RB: Eu recebi a mesma pergunta dos meus amigos, e companheiros jornalistas, e assim, ela já deu um pouco no saco, então eu vou fazê-la diferente: ainda tem aparecido gente, desde fã, a jornalista, a executivo de gravadora, a empresário, ainda querendo um show de reunião de você Andreas, você Paulo, com os irmãos Cavalera? Ainda tem aparecido esse tipo de proposta chata? Teve show do Cavalera Conspiracy semana passada aqui, e eles parecem bem tocando juntos, só que vocês também estão tocando e compondo juntos, então é aquela questão: "como lidar" com esse tipo de pedido?

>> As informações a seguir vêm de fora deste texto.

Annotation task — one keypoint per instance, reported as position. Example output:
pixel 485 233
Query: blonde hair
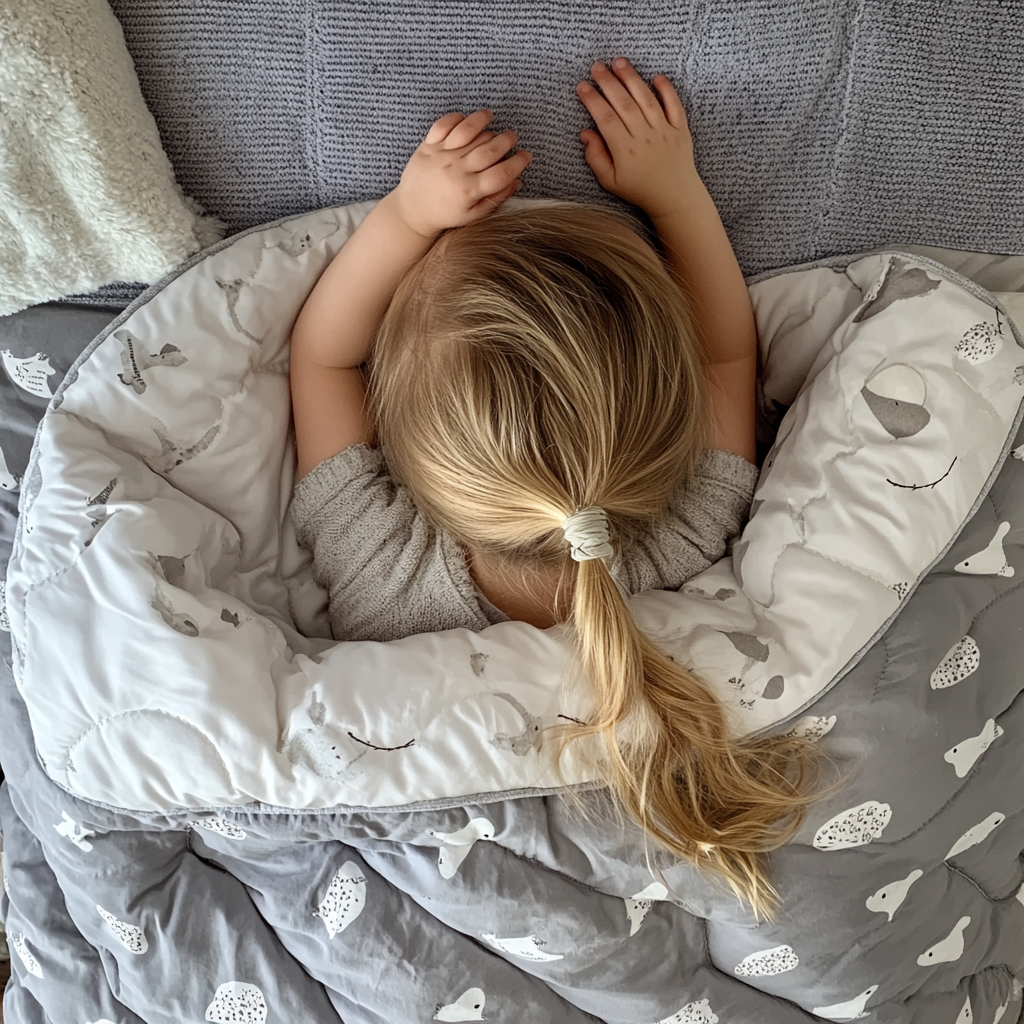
pixel 538 361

AK - Tem, mas eles não conseguem pagar meu cachê (risos). Isso nunca vai acontecer. Acho que gente querendo ainda tem. Isso aí vai ter pra sempre né. Eu acho que principalmente porque nos últimos cinco ou seis anos foi a década das reuniões. Todo mundo voltou a tocar junto. O Faith no  More também. Muita galera voltou. Algumas foram legais, outras nem tanto. O Scott Ian falando que se arrepende de ter voltado com aquela runião do Anthrax em 2005, e que não deu aquele resultado que eles gostariam. Enfim, eu acho que essa pressão foi natural e muita gente, principalmente os fãs queriam ver isso de novo, etc. Mas não temos nem de onde tirar isso. Nós estamos bem  focados no que andamos fazendo. Eu acho que é o melhor momento da história da banda, com uma gravadora forte, um disco forte, relevante. Com um DVD saindo. Com a marca do Sepultura indo pra vários produtos diferentes. Cerveja, vinho, nome de pimenta. E tem outras várias possibilidades se abrindo. E então assim, não tem sentido nisso né? A gente está num caminho desde 1984, quando a banda começou, nãoparou. Geralmente, o Sepultura não teve férias, não teve nem break. Teve mudanças significativas tanto dentro como fora. Principalmente de fora eu diria, por causa da tecnologia, venda de disco, de vinil pra CD, de CD pra download. Veio um monte de coisa e o Sepultura continua aqui, forte e firme. Acho que o Sepultura celebra 30 anos de história, setenta e três países visitados e sabe, muita história pra contar. Então, é um momento muito bom de celebração de 30 anos. Acho que eu não podia esperar por coisa melhor realmente. A gente está muito saudável fora do palco. Com trabalho, com planejamento muito bem feito e isso é uma coisa que só o tempo nos trás. Acho que a saída do Max foi muito traumática. Nós não perdemos somente um vocalista e frontman, perdemos empresário, toda a estrutura que o Sepultura demorou 10 anos pra construir que acabou ficando com o Soulfly. E enfim, a gente recomeçou do zero praticamente. E foi uma coisa espetacular também porque a gente aprendeu. A gente cresceu. A gente só cresce, só aprende na porrada e tem que ver o lado positivo das coisas! Eu acho que é por isso que a gente tá aqui curtindo mais do que nunca ser parte do Sepultura.